No dia seguinte, já tava pensando que ia ter que aguentar a mesma merda a noite toda: a má vontade dos enfermeiros, o sono e tudo mais. Cheguei na clínica lá pelas dez da noite pra render minha tia. Meu primo tava dormindo, e minha tia me disse que iam deixar ele mais dois dias em observação. Quase me matei ali. Peguei um livro pra matar o tempo. À meia-noite, o Martín acordou com dor e chamei os enfermeiros pelo interfone. De repente, aparece uma enfermeira de uns vinte e cinco anos, morena, corpo normal, mas o que me pegou de jeito foram os olhos e o sorriso dela. Fiquei pasmo com a beleza do rosto dela. Tava besta. Ela perguntou: "Foi você que chamou?" Acho que demorei uns segundos pra reagir e respondi que sim, que o Martín tava com dor. Ela aplicou uns calmantes e, enquanto fazia isso, me perguntou o que eu tava lendo. Falei um pouco do livro e não conseguia parar de olhar pros olhos e pro sorriso dela. Nessa altura, já tava de olho na bunda dela com muito tesão. De repente, ouço da boca linda dela as palavras que explodiram minha mente: "Você me mostra?" Falei: "Caralho, ou eu sou um abusado ou ela tá me dando mole." Respondi sutilmente: "Sempre que você quiser, eu te mostro." Ela se aproximou e disse: "Adoraria ver." Levantei da cadeira, peguei ela pela cintura e, quando ia meter um beijo, ela colocou a mão no meu peito e falou: "Não, não, espera, o que você tá fazendo?" Pensei: "Fudeu, deu merda." Ela se virou. E ela vai embora.
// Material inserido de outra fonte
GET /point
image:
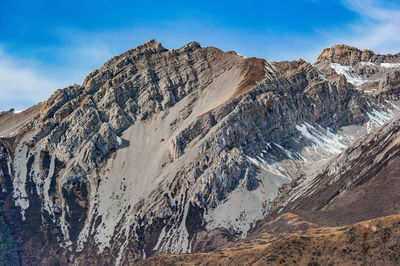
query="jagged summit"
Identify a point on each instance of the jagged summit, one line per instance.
(349, 55)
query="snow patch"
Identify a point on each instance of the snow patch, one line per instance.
(243, 208)
(19, 182)
(390, 65)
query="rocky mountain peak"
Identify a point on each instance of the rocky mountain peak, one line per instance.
(172, 150)
(348, 55)
(345, 55)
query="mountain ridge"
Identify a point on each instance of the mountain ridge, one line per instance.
(175, 150)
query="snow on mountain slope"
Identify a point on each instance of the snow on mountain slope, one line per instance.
(164, 150)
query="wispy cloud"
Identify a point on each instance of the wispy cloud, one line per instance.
(22, 85)
(378, 28)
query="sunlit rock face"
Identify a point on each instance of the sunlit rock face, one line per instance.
(180, 150)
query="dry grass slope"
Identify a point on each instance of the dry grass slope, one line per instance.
(374, 242)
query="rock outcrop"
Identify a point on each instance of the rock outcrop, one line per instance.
(174, 150)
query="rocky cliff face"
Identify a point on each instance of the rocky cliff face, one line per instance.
(376, 74)
(177, 150)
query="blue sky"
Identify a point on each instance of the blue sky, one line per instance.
(46, 45)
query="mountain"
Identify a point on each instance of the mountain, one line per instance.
(193, 149)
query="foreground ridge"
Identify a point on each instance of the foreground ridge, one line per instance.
(187, 150)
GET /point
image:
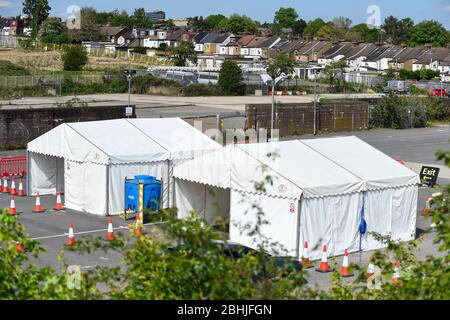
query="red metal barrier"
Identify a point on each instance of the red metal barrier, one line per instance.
(13, 165)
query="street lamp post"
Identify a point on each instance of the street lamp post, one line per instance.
(272, 110)
(315, 103)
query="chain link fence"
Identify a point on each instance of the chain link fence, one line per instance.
(44, 79)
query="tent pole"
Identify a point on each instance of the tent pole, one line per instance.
(297, 236)
(107, 190)
(28, 173)
(168, 183)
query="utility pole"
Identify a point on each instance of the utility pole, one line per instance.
(272, 110)
(315, 103)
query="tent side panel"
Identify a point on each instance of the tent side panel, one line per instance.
(85, 187)
(210, 203)
(42, 174)
(282, 227)
(117, 174)
(391, 212)
(404, 212)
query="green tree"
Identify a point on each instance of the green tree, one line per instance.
(89, 31)
(365, 33)
(183, 53)
(313, 27)
(51, 27)
(299, 26)
(342, 23)
(238, 24)
(214, 21)
(429, 32)
(390, 74)
(335, 71)
(121, 19)
(286, 17)
(230, 78)
(38, 10)
(74, 58)
(328, 32)
(140, 20)
(199, 24)
(280, 64)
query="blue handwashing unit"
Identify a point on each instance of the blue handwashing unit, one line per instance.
(152, 193)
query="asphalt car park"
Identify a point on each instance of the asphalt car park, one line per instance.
(50, 228)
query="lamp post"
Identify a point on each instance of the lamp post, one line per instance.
(315, 103)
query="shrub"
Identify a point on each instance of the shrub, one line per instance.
(195, 90)
(230, 78)
(10, 69)
(394, 112)
(74, 58)
(437, 110)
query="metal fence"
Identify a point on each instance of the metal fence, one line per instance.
(48, 79)
(8, 41)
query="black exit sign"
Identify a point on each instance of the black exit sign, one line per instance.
(428, 176)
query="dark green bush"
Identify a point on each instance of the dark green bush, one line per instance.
(195, 90)
(399, 112)
(8, 68)
(74, 58)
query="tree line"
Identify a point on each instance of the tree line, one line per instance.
(286, 22)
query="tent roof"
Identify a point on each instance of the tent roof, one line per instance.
(123, 141)
(319, 167)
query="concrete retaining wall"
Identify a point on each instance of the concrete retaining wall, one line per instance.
(19, 126)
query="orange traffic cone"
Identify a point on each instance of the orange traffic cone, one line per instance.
(370, 270)
(19, 246)
(324, 267)
(306, 263)
(12, 207)
(427, 209)
(37, 206)
(396, 275)
(110, 233)
(13, 187)
(71, 238)
(5, 185)
(58, 205)
(138, 227)
(344, 269)
(20, 193)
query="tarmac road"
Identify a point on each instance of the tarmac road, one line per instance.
(416, 146)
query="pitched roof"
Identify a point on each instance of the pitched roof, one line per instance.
(262, 42)
(434, 54)
(362, 50)
(210, 37)
(176, 34)
(410, 53)
(339, 49)
(111, 31)
(221, 38)
(199, 36)
(245, 40)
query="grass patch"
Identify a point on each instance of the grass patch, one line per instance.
(8, 68)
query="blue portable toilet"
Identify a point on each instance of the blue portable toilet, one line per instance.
(152, 193)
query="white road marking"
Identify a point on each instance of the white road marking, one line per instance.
(65, 234)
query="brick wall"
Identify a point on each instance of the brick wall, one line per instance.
(298, 119)
(19, 126)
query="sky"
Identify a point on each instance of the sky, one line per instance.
(262, 10)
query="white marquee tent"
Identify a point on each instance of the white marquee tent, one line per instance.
(321, 188)
(89, 161)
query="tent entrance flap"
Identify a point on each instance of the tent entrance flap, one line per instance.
(46, 174)
(212, 204)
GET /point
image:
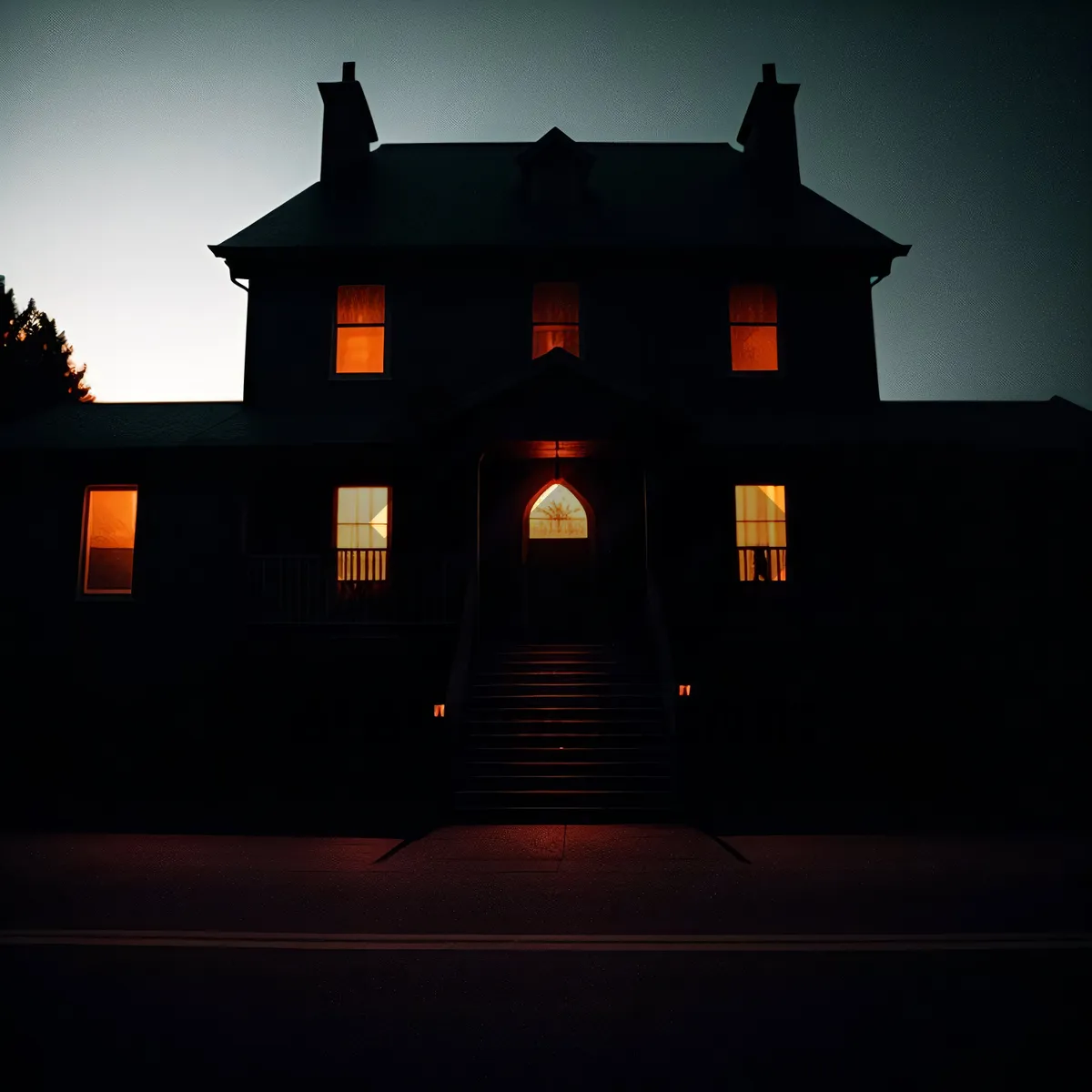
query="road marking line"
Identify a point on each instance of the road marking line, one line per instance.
(412, 942)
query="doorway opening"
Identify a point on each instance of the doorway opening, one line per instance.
(560, 573)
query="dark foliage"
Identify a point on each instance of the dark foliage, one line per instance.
(35, 363)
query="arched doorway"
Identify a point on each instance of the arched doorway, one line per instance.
(561, 600)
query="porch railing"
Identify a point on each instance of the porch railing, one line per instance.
(763, 562)
(355, 585)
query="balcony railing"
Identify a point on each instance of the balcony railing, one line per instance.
(763, 562)
(355, 585)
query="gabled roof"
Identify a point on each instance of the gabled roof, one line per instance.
(1053, 424)
(157, 425)
(558, 399)
(470, 195)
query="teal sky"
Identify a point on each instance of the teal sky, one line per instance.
(136, 134)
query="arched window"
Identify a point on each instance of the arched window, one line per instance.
(557, 513)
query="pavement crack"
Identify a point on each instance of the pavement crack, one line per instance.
(729, 847)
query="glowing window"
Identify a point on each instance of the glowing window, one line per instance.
(753, 318)
(363, 532)
(557, 514)
(555, 318)
(760, 531)
(360, 315)
(109, 535)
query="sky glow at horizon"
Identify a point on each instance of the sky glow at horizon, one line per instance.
(139, 134)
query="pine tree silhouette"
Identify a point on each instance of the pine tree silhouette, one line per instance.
(35, 366)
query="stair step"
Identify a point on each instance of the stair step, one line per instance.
(569, 797)
(596, 752)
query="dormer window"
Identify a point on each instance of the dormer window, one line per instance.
(753, 320)
(555, 173)
(555, 318)
(360, 323)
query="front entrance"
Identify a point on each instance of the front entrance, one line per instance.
(561, 592)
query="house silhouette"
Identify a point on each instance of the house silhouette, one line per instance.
(789, 603)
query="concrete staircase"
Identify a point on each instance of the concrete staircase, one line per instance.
(563, 733)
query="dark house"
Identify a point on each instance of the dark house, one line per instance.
(561, 489)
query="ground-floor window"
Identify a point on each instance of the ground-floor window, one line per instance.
(760, 532)
(557, 513)
(109, 535)
(363, 532)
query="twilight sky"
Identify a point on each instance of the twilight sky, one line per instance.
(136, 132)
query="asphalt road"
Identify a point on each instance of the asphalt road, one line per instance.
(175, 1016)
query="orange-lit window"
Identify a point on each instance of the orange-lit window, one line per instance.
(361, 311)
(109, 533)
(760, 531)
(555, 318)
(753, 318)
(557, 514)
(363, 532)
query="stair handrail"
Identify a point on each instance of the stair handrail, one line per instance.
(662, 649)
(461, 660)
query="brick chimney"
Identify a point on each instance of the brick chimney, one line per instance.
(348, 129)
(768, 132)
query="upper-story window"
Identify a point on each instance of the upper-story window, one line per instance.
(109, 534)
(753, 318)
(555, 318)
(360, 315)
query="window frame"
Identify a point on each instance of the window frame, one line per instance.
(735, 532)
(81, 577)
(336, 326)
(334, 525)
(557, 326)
(741, 282)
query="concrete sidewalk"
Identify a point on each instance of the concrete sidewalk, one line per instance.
(578, 879)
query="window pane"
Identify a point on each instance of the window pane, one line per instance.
(760, 516)
(753, 349)
(557, 514)
(360, 303)
(556, 301)
(112, 533)
(753, 303)
(760, 501)
(363, 519)
(544, 339)
(359, 349)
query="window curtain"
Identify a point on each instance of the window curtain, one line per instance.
(363, 532)
(360, 348)
(555, 318)
(760, 532)
(753, 348)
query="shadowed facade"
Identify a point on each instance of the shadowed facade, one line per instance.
(582, 445)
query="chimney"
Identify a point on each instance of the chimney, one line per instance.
(348, 129)
(768, 132)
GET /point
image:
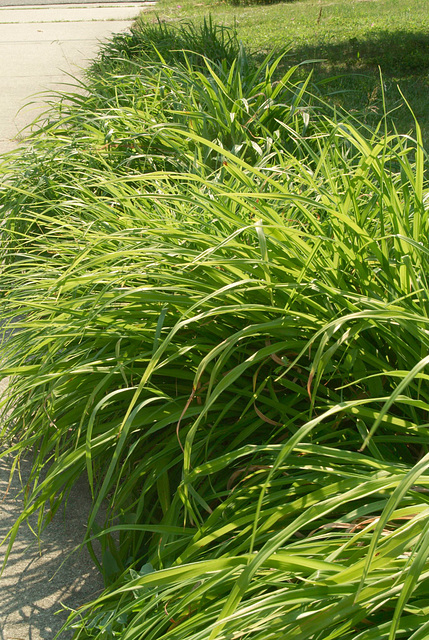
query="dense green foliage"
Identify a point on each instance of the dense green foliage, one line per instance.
(219, 292)
(350, 40)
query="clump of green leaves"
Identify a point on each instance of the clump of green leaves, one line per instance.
(219, 290)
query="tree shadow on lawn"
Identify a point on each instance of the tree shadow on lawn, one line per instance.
(348, 74)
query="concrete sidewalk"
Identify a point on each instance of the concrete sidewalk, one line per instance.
(40, 47)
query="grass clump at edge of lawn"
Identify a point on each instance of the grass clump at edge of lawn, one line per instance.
(223, 322)
(351, 40)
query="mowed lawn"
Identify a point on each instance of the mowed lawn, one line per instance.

Fiquei pensando na confusão que ia dar, passaram quase duas horas e ouço alguém bater na porta e abrir devagar. Na minha mente passava de tudo, pensei que vinham me expulsar na base do chute na bunda, mas não, apareceu ela. A seriedade dela me inquietava, ela trocava o soro do meu primo e nem olhava pra mim. De repente, veio na minha direção, me olhou fixo — eu sentado olhando pra ela —, sentou no meu colo e me beijou de boca aberta. Não entendia nada. Ficamos um tempão nos agarrando, enquanto os lábios dela se fundiam nos meus, minhas mãos inquietas não paravam de percorrer o corpo dela por cima da roupa. Nossa respiração ficava cada vez mais ofegante, a excitação era tanta que esquecemos onde estávamos, era como se ao nosso redor não existisse nada. No meu ouvido, ela pediu pra pararmos. No ouvido dela, respondi que só se ela quisesse. Ela respondeu com um beijo mais apaixonado e excitante. Ali estávamos nós, na penumbra do quarto, com uma luz fraca que só deixava ver o básico. Sabíamos que não podíamos nos despir, e ela dizia que tinha pouco tempo. Beijei seu pescoço, percorri com as mãos e a língua seus peitos, apertei com muita vontade aquela bunda firme. Minha excitação estava nas alturas. Ela, suavemente, me acariciava, esfregava e masturbava.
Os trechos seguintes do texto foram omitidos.